Висельник замолчал и теперь не сводил с нее глаз.
Девушка попыталась что-то возразить ('ну правда же просто забыла!'), что-нибудь придумать в свое оправдание ('никто же не умер!'), но нужные слова упрямо не приходили на ум. Стоявший рядом Дьявол тоже молчал, за очками, да еще в темной комнате, эмоции по лицу не читались, но кожей Луна чувствовала, что он лучится чем-то очень острым, одновременно раскаленным, как кипяток, и холодным, как лед. Наверное, именно это и была настоящая ненависть. Но от Висельника ничего подобного не ощущалось.
Вообще ничего.
Словно вместо него было пустое место.
Или мертвец.
— Простите, — мимо нее в комнату протиснулась Жрица с ведром воды. — Я не смогла найти тряпку.
Висельник молча подошел к куче одежды, вытащил какую-то майку и разорвал ее пополам.
— Вот, — сказал он, протягивая куски обоим подросткам. — Теперь целых две.
— И что мне с ней... — Дьявол попытался было протестовать, но Висельник перехватил его за ухо.
— Взял. Тряпку. И драишь. Пол, — он перевел взгляд на Луну. — Спасибо, что подвезла. Более твое присутствие здесь не желательно.
Луна отвела глаза. Она заметила, что Жрица, стоя на коленях, собирает влажной тряпкой крошки. Рыжий мальчишка занялся тем же, держась в стороне. Висельник ушел куда-то на кухню.

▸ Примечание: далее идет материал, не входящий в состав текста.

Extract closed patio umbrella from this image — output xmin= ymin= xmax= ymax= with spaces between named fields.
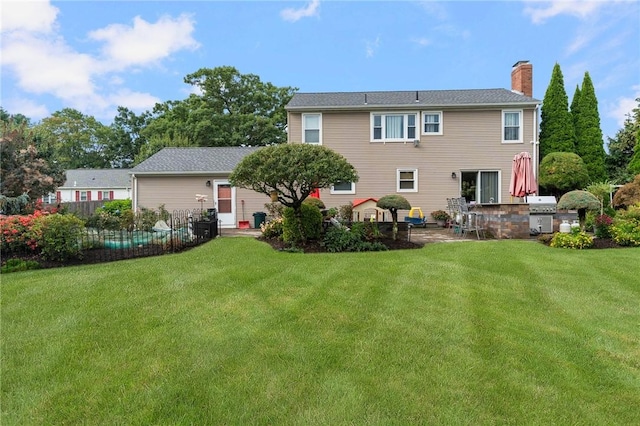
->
xmin=509 ymin=152 xmax=538 ymax=197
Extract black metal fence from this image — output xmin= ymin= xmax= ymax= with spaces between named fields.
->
xmin=2 ymin=209 xmax=220 ymax=267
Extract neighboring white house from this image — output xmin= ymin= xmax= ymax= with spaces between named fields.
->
xmin=49 ymin=169 xmax=131 ymax=203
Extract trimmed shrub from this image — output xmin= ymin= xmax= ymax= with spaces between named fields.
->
xmin=322 ymin=223 xmax=387 ymax=253
xmin=282 ymin=203 xmax=322 ymax=243
xmin=0 ymin=211 xmax=46 ymax=253
xmin=302 ymin=197 xmax=326 ymax=210
xmin=36 ymin=214 xmax=84 ymax=262
xmin=549 ymin=228 xmax=593 ymax=250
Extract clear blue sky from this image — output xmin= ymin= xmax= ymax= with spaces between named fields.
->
xmin=0 ymin=0 xmax=640 ymax=140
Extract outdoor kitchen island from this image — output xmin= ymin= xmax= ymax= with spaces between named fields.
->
xmin=470 ymin=200 xmax=578 ymax=239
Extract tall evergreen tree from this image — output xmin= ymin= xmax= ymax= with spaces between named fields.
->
xmin=570 ymin=85 xmax=582 ymax=131
xmin=575 ymin=72 xmax=607 ymax=182
xmin=540 ymin=63 xmax=575 ymax=158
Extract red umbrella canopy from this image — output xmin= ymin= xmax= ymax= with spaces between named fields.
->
xmin=509 ymin=152 xmax=538 ymax=197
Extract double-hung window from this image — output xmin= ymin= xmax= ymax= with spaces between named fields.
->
xmin=422 ymin=111 xmax=442 ymax=135
xmin=397 ymin=169 xmax=418 ymax=192
xmin=302 ymin=114 xmax=322 ymax=145
xmin=502 ymin=110 xmax=522 ymax=143
xmin=371 ymin=113 xmax=417 ymax=142
xmin=331 ymin=182 xmax=356 ymax=194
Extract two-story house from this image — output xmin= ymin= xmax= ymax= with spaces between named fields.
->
xmin=286 ymin=61 xmax=540 ymax=218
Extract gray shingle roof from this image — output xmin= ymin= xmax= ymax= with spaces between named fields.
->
xmin=131 ymin=146 xmax=260 ymax=174
xmin=287 ymin=89 xmax=540 ymax=110
xmin=60 ymin=169 xmax=131 ymax=188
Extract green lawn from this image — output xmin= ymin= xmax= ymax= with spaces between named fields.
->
xmin=1 ymin=237 xmax=640 ymax=425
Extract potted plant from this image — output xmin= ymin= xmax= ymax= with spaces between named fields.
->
xmin=431 ymin=210 xmax=449 ymax=226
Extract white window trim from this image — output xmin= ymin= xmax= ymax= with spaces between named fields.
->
xmin=330 ymin=182 xmax=356 ymax=195
xmin=369 ymin=111 xmax=421 ymax=143
xmin=396 ymin=168 xmax=418 ymax=192
xmin=420 ymin=111 xmax=443 ymax=136
xmin=500 ymin=109 xmax=524 ymax=143
xmin=302 ymin=112 xmax=322 ymax=145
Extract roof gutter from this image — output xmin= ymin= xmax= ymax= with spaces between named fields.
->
xmin=285 ymin=101 xmax=540 ymax=112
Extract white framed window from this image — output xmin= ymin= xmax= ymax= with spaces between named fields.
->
xmin=331 ymin=182 xmax=356 ymax=194
xmin=422 ymin=111 xmax=442 ymax=135
xmin=397 ymin=169 xmax=418 ymax=192
xmin=302 ymin=114 xmax=322 ymax=145
xmin=371 ymin=112 xmax=418 ymax=142
xmin=461 ymin=170 xmax=502 ymax=203
xmin=502 ymin=110 xmax=522 ymax=143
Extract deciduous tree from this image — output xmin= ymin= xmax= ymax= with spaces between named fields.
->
xmin=229 ymin=143 xmax=358 ymax=241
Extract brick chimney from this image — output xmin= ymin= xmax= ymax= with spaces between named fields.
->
xmin=511 ymin=61 xmax=533 ymax=98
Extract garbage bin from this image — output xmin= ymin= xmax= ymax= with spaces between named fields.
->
xmin=253 ymin=212 xmax=267 ymax=229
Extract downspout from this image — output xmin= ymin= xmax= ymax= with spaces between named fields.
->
xmin=131 ymin=173 xmax=138 ymax=213
xmin=531 ymin=105 xmax=540 ymax=195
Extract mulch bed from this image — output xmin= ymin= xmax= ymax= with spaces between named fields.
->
xmin=257 ymin=237 xmax=424 ymax=253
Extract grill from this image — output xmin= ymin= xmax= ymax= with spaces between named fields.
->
xmin=525 ymin=195 xmax=558 ymax=235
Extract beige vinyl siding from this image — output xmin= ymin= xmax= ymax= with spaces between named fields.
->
xmin=289 ymin=107 xmax=535 ymax=215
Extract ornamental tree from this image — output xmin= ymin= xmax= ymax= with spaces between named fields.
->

Она не помнила, как оказалась на улице.
Холодный ноябрьский ветер хлестал ее по лицу ледяной крошкой, и казалось, что это были пощечины.
* * *
Заграньюгрез
Холодно.
Как же холодно.
Оно протягивает руку — тонкую, слабую — и судорожным усилием хватается за камень. Пытается подтянуться. Сил едва хватает на то, чтобы не сорваться в пропасть. Но хватает. Приходится оторвать другую ладонь, оторвать в прямом смысле, оставляя на каменном выступе примерзшие лохмотья кожи и мяса. И можно еще раз подтянуться на дрожащих руках. И найти опору босым ногам, израненным, истерзанным мучительным подъемом по почти отвесной скале.
Больно.
Как же больно.
Каждый раз одно и то же — в тысяче разных вариаций. Нужно было брести сквозь бескрайнюю ледяную пустыню. Или взбираться на крутые скалы. Захлебываясь и барахтаясь, плыть через океан ледяной воды. И подниматься по невероятной длины лестнице. Тысячи вариаций, порой совершенно безумных и невозможных — и всегда одно и то же. Каждый раз одно и то же, стоит лишь провалиться из вездесущей симфонии Хора в скорлупу собственного сознания, закрыться в нем хотя бы ненадолго. То, что люди называют 'сном'. И подобно тому, как сновидения людей бывают странными и хаотичными, так и эти чрезмерно упорядоченные грезы, полные незнакомых, невиданных прежде вещей, разительно отличались от привычной пестроты инфополя.
Всегда есть зов.
Всегда есть холод.
Всегда есть мольба.
И оно еще раз протягивает истерзанную до костей руку, еще раз подтягивает вверх дряхлое тело, оставляя на мерзлых камнях клочки своей плоти. Силы его на пределе, на той грани, которая едва-едва позволяет сделать еще одно движение — но дальше этого предела не убывают. И так еще очень, очень долго...
Но этот подъем не бесконечен. У него есть цель, и она ждет там, вверху. Ждет, страдает, умоляет защитить себя от холода и одиночества, просит дать хотя бы несколько капель крови для погибающих корней, хотя бы толику тепла от израненных рук для лепестков и листьев. И эта цель не меняется, какую бы причудливую форму не принимал 'сон'.
Подтянувшись в последний раз, оно наконец-то увидело вершину скалы. Это была небольшая каменная площадка, не больше полутора метров в поперечнике, и почти идеально ровная. Ураганный ледяной ветер продувает ее со всех сторон, тонкая белая мантия не дает никакой защиты, только бесполезно цепляется и стесняет движения. Но все же его ярости недостаточно, ни чтобы сбить с ног, ни чтобы причинить вред крохотной былинке жизни, сиротливо ютящейся в единственной трещинке в камне.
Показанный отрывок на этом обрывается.